On this flight I sat beside a larger man who read his book during the flight. I followed his example. I had finished one of my books in Denver, so I started a second one.
Once I got to the Colorado Springs airport, I waited for my bag. I have never had a suitcase checked in like that before, so I didn’t know what to do. I saw some other passengers coming out of the tunnel with their suitcases, so I went back into the tunnel and found mine. Then I walked out to the front doors, where I was greeted warmly by my friends. (More posts about my time there will be coming up soon, I hope.)
After my week vacation, I got up at 4:11 in the morning to make my plane back to Denver at 5:55. That flight wasn’t very smooth. There was quite a bit of turbulence. The guy sitting beside me was wearing a sweatshirt that said ‘Air Force Academy’ on the back. I felt very silly for gripping the armrest so tightly until we dipped down unexpectedly, and he grabbed his armrest, too. I was very happy when we finally landed.

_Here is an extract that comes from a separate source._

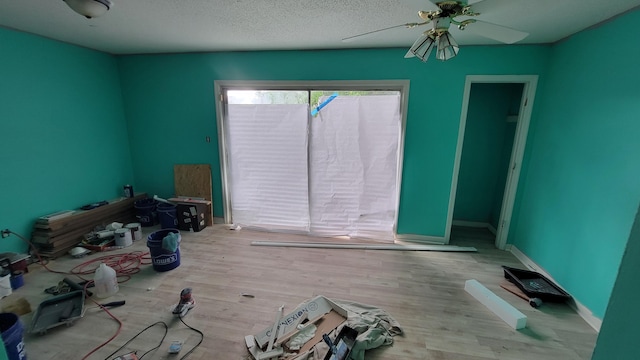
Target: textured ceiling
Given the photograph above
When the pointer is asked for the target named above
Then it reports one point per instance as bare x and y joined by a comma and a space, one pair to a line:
170, 26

This time I only had an hour lay over in Denver. I quickly found my gate, which was across from the one I had before flying out of Denver. I waited in line for Starbucks again and had a white chocolate mocha frappuccino (which I liked a lot more than my latte) and a cheese Danish. My gate finally started calling out boarding groups. There was another plane boarding at the same time, so it was more a big blob of people rather than neat lines. I heard one woman calling out, “This plane has very small over head compartments. Please check your bags in. When you arrive in Austin, you can wait for your bags outside the tunnel.”
Austin? I wasn’t going to Austin. I quickly checked my flight again and turned around. The other plane that was boarding was the plane I was supposed to be on, going to San Antonio. I quickly changed directions to make sure I was going to get on the right plane.
This time I used the bathroom liberally, since the girl beside me was just watching a movie on her tablet. When the flight attendant came by with her little drink cart, I just asked for something with caffeine.
The flight back to San Antonio seemed a lot longer than the flight away from it, but apparently we arrived twenty minutes earlier. I called my parents when I got to the front door. They had missed the exit, so I had to wait a little while before they came to get me.
I had an awesome time in Colorado, and flying by myself wasn’t nearly as hard as I thought it was going to be.